Cunningham Sue E D, Verkaik Darlene, Gross Georgiana, Khazim Khalid, Hirachan Padam, Agarwal Gurav, Lorenzo Carlos, Matteucci Elena, Bansal Shweta, Fanti Paolo
Divisions of Nephrology, University of Texas Health Science Center San Antonio, San Antonio, Texas School of Health Professions, University of Texas Health Science Center San Antonio, San Antonio, Texas.
Audie L. Murphy Veterans Memorial Hospital, STVHCS, San Antonio, Texas.
Nutr Clin Pract. 2015 Oct;30(5):698-708. doi: 10.1177/0884533615575046. Epub 2015 Apr 21.
U.S. military veterans have high rates of chronic disease and social disadvantage, which are risk factors for protein-energy wasting (PEW). It is not known whether this translates into high prevalence of PEW in veterans with end-stage renal disease.
We compared the clinical, socioeconomic, and nutrition status and the diet of 33 veteran and 38 nonveteran clinically stable patients receiving maintenance hemodialysis (MHD) in south-central Texas.
The whole cohort included 82% Mexican Americans (MAs), 72% type 2 diabetics, and 73% males. The body mass index was 28.9 ± 6.2, while energy intake was 21.5 ± 8.2 kcal/kg/d and protein intake was 1.0 ± 0.4 g/kg/d. Serum albumin (bromocresol purple) was 3.5 ± 0.4 g/dL, transferrin was 171.9 ± 27.8 mg/d, C-reactive protein was 2.9 (1.4-6.5) mg/L, interleukin-6 (IL-6) was 8.3 (4.2-17.9) pg/mL, neutrophil gelatinase-associated lipocalin was 729 (552-1256) ng/mL, and the malnutrition-inflammation score was 8.8 ± 3.0. In group comparison that adjusted for sex and ethnicity, the veterans had better household income, less MAs (60% vs 100%), more males (94% vs 55%), more use of a renin-angiotensin-aldosterone system blockade (66% vs 33%), and lower IL-6 levels (4.4 [3.1-5.8] vs 15.4 [8.3-20.5] pg/mL; P = .01) than nonveterans. In regression analysis, the lower serum IL-6 level in veterans was independently explained by dialysis clinic, sex, and, possibly, household income (intermediate significance).

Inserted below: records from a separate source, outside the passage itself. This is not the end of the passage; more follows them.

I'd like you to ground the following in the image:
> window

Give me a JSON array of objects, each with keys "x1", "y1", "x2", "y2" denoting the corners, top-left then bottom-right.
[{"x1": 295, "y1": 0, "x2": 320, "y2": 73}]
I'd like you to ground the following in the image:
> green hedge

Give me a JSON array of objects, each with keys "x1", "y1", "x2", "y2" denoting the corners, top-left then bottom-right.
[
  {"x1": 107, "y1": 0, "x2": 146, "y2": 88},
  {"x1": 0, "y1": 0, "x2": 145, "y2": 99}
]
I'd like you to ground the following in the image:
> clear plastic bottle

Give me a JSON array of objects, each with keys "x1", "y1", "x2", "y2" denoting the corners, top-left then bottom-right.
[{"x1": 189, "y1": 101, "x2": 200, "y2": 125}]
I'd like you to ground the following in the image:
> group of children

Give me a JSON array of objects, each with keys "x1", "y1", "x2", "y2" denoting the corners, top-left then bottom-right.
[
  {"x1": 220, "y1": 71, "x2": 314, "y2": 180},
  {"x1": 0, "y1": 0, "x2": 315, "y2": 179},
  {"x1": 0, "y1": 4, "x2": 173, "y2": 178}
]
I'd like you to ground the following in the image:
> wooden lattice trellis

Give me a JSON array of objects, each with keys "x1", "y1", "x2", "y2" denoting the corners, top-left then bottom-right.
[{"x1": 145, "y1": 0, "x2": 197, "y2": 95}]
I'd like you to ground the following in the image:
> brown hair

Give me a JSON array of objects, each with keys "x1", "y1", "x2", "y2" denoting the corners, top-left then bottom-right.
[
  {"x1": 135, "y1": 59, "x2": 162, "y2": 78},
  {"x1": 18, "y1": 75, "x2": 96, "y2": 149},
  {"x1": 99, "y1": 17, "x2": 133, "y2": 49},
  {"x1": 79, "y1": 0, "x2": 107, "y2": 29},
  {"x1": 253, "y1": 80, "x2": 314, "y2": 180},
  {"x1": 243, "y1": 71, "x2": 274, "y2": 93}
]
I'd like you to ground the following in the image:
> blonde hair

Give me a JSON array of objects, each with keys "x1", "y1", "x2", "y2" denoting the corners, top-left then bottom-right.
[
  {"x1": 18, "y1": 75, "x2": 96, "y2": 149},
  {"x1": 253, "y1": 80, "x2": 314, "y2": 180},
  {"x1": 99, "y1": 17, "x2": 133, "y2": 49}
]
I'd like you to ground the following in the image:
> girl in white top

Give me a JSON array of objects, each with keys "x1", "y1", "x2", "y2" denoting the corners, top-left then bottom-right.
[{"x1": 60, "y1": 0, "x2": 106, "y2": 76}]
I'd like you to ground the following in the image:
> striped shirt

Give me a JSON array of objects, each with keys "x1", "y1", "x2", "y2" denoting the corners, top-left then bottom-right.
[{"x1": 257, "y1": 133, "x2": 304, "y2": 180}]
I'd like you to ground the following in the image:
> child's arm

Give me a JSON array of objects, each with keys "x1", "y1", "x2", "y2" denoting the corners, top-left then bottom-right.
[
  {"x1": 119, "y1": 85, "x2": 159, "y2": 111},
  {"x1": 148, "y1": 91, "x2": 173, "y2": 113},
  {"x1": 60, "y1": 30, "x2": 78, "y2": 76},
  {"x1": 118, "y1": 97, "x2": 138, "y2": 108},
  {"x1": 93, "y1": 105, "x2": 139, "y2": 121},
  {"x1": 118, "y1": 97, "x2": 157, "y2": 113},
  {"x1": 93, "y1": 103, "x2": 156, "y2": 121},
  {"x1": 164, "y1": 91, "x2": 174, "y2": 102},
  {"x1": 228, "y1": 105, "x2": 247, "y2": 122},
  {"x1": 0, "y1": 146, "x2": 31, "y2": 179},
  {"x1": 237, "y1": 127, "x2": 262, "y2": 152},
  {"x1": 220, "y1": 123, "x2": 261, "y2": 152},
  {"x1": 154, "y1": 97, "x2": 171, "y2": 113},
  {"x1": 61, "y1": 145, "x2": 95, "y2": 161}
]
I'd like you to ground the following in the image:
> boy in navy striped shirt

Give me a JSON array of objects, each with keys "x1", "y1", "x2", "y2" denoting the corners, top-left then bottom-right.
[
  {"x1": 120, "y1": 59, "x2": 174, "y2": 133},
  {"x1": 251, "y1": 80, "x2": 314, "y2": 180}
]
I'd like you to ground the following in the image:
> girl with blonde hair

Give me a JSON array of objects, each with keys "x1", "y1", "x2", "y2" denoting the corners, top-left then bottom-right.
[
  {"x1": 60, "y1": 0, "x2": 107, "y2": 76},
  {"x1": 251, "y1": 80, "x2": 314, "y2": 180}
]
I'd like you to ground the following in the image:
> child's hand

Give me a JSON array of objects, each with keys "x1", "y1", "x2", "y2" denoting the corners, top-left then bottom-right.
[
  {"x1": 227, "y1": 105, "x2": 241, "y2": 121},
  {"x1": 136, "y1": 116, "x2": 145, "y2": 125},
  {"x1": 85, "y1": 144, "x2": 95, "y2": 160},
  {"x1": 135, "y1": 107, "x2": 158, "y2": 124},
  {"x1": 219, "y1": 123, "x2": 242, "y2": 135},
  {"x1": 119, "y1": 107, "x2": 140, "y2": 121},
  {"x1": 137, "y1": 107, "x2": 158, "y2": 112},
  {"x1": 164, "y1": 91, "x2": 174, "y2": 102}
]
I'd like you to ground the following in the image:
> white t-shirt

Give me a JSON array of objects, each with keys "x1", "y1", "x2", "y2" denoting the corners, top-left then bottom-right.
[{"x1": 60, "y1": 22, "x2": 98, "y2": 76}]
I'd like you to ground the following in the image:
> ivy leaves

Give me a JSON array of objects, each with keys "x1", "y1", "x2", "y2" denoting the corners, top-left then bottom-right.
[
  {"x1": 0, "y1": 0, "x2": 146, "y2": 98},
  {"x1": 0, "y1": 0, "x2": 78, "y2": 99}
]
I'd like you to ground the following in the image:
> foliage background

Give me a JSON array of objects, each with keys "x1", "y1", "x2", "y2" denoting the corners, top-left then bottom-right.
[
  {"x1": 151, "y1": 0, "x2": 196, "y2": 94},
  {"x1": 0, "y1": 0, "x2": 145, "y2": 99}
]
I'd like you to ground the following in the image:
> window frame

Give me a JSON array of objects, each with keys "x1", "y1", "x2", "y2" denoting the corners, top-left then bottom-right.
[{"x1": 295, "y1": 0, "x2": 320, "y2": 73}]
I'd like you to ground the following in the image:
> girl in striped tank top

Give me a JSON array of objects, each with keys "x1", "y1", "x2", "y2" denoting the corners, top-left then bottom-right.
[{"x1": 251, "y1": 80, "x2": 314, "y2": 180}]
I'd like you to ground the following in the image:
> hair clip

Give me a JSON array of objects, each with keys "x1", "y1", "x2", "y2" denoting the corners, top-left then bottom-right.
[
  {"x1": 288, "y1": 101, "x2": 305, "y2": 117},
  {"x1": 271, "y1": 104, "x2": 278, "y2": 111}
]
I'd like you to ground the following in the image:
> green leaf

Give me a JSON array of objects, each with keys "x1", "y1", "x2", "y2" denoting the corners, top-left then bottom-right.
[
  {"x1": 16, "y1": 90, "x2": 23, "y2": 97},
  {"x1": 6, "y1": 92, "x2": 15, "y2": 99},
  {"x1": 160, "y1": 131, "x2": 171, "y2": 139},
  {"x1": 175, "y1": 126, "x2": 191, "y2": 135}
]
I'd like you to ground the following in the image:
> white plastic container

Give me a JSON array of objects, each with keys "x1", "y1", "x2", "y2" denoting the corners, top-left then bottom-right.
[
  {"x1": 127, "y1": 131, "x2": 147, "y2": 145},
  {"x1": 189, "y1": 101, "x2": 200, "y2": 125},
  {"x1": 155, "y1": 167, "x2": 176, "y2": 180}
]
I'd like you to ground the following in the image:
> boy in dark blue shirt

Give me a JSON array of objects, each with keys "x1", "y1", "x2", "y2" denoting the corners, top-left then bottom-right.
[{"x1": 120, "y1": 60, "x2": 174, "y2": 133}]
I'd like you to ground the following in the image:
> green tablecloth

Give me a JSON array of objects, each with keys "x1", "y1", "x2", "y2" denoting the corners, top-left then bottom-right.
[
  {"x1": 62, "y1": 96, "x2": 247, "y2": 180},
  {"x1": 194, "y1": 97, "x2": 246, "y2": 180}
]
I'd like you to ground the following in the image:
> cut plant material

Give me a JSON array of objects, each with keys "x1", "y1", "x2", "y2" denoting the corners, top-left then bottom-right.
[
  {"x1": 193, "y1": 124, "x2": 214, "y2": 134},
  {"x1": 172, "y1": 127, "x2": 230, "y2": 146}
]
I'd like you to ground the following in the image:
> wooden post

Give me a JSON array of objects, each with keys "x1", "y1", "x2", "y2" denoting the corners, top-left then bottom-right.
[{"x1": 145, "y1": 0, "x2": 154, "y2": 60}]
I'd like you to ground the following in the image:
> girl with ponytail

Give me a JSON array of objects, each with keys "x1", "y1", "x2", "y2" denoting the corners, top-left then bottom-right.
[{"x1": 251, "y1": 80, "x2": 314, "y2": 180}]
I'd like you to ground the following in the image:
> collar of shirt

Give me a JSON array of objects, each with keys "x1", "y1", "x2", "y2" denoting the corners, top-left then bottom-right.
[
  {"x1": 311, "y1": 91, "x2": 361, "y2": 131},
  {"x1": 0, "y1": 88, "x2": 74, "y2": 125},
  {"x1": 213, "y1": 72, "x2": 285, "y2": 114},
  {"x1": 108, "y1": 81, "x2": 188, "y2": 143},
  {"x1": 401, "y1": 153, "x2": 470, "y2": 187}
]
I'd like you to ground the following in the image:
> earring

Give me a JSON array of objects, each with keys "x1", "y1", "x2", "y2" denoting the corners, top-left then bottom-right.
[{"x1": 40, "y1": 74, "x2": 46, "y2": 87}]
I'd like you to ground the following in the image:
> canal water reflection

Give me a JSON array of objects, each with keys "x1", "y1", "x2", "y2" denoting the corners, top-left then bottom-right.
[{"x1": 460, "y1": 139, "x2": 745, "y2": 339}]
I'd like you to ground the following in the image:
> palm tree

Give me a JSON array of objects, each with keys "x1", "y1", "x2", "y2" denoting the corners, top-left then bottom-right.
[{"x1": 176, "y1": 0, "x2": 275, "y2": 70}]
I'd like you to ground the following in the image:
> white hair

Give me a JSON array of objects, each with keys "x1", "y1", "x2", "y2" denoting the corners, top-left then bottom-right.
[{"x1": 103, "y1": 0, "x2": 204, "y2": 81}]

In a relatively small cohort of clinically stable MHD patients, the veterans showed equivalent nutrition status and dietary intake and less inflammation than the nonveterans, thus not supporting the possibility that veteran MHD patients may have worse nutrition than the nonveteran counterpart.
美国退伍军人慢性病发病率高且处于社会劣势,这些都是蛋白质 - 能量消耗(PEW)的风险因素。目前尚不清楚这是否会导致终末期肾病退伍军人中PEW的高患病率。
我们比较了德克萨斯州中南部33名接受维持性血液透析(MHD)的退伍军人和38名非退伍军人临床稳定患者的临床、社会经济和营养状况以及饮食情况。
整个队列中82%为墨西哥裔美国人(MAs),72%为2型糖尿病患者,73%为男性。体重指数为28.9±6.2,能量摄入量为21.5±8.2千卡/千克/天,蛋白质摄入量为1.0±0.4克/千克/天。血清白蛋白(溴甲酚紫法)为3.5±0.4克/分升,转铁蛋白为171.9±27.8毫克/分升,C反应蛋白为2.9(1.4 - 6.5)毫克/升,白细胞介素 - 6(IL - 6)为8.3(4.2 - 17.9)皮克/毫升,中性粒细胞明胶酶相关脂质运载蛋白为729(552 - 1256)纳克/毫升,营养不良 - 炎症评分为8.8±3.0。在对性别和种族进行调整的组间比较中,退伍军人的家庭收入更高,MAs比例更低(60%对100%),男性比例更高(94%对55%),肾素 - 血管紧张素 - 醛固酮系统阻滞剂的使用更多(66%对33%),且IL - 6水平更低(4.4[3.1 - 5.8]对15.4[8.3 - 20.5]皮克/毫升;P = 0.01)。在回归分析中,退伍军人较低的血清IL - 6水平可由透析诊所、性别以及可能的家庭收入独立解释(具有中等显著性)。
在一个相对较小的临床稳定的MHD患者队列中,退伍军人的营养状况和饮食摄入量与非退伍军人相当,且炎症较轻,因此不支持退伍军人MHD患者营养状况可能比非退伍军人更差的可能性。